Posición del cristiano moderno frente al mundo #
Preguntamos ahora cuáles deben ser la actitud y relaciones del cristiano de hoy con ese mundo cuya naturaleza y condiciones nos da a conocer la teología. El hecho mismo de hacernos tal pregunta, y precisamente referida al cristiano moderno, al de hoy, nos ofrece un tema de meditación. ¿Acaso existen hoy especiales motivos para el planteamiento del problema? ¿Es que el cristiano de hoy puede adoptar, frente al mundo, una actitud distinta de la del cristiano de ayer?
Tenemos que decir que sí, no sin pedir a quienes nos leen o escuchan que hagan un esfuerzo por entendernos. Si sólo se tratara de lo estrictamente dogmático, apenas habría lugar para estos planteamientos, como no fuera para esclarecer alguna consecuencia o aspecto parcial de la doctrina hipotéticamente olvidado o dejado en penumbra. Al fin y al cabo, la Iglesia lleva veinte siglos enseñando a sus hijos los cristianos precisamente eso: su actitud frente al mundo. No caben modificaciones sustanciales en la enseñanza sobre un punto en torno al cual gira, ni más ni menos, que el problema de la salvación del hombre, es decir, aquello para lo cual vino Jesús al mundo.
Pero no es en el terreno dogmático en el que tales interrogantes se formulan, sino en el pastoral y misionero, es decir, allí donde todo cristiano, por el hecho mismo de ser portador de una luz y una esperanza, descubre tinieblas y contradicciones reales o aparentes, que pueden ser para él causa de una doble congoja, la de no acertar a llevar al mundo la luz de esa fe en la cual cree o la de saber cómo conciliar con esa fe la realidad del mundo actual, al que él no puede menos de amar.
Drama del creyente al ver cómo la fe se apaga en el mundo que le rodea.
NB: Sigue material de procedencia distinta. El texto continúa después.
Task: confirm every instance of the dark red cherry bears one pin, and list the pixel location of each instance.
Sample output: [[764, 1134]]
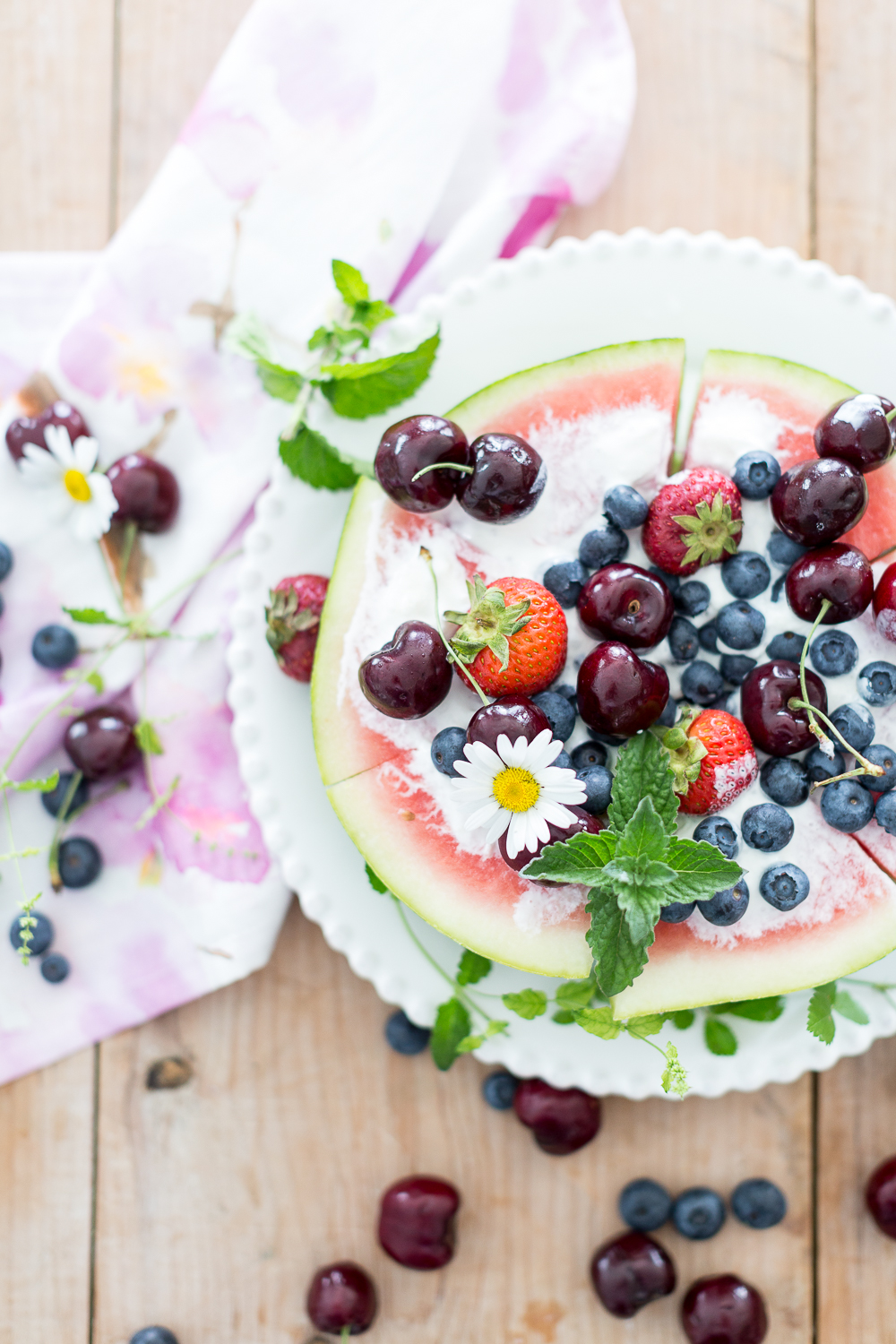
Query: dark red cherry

Drama del que tiene puesto su corazón en Dios al ver cómo tantos dioses del mundo de hoy amenazan su vida de esperanza, ofreciéndole el paraíso en la tierra. Un mundo alejado de la Iglesia. Dos mil millones de hombres a los que no ha llegado el mensaje cristiano, en una desproporción con los discípulos del Evangelio que será cada día mayor.
La técnica, con su poder fascinante y arrollador. El mito, sí, pero a la vez –perdónese la antinomia– la realidad del progreso de la materia. Y, a la vez, gemidos y voces que parecen cristianos, procedentes de un mundo que nos llama y al mismo tiempo nos rechaza, con sus anhelos de justicia, de paz, de nivelación social, económica y política. Y luego, por encima de todo, el misterio de Cristo, tan grandioso y tan profundo, y, sin embargo, al menos en apariencia, lleno de impotencia y debilidad, a pesar de sus proclamaciones tan inapelables y confiadas: Yo soy la luz del mundo (Jn 8,12). Venid a mí todos (Mt 11,28).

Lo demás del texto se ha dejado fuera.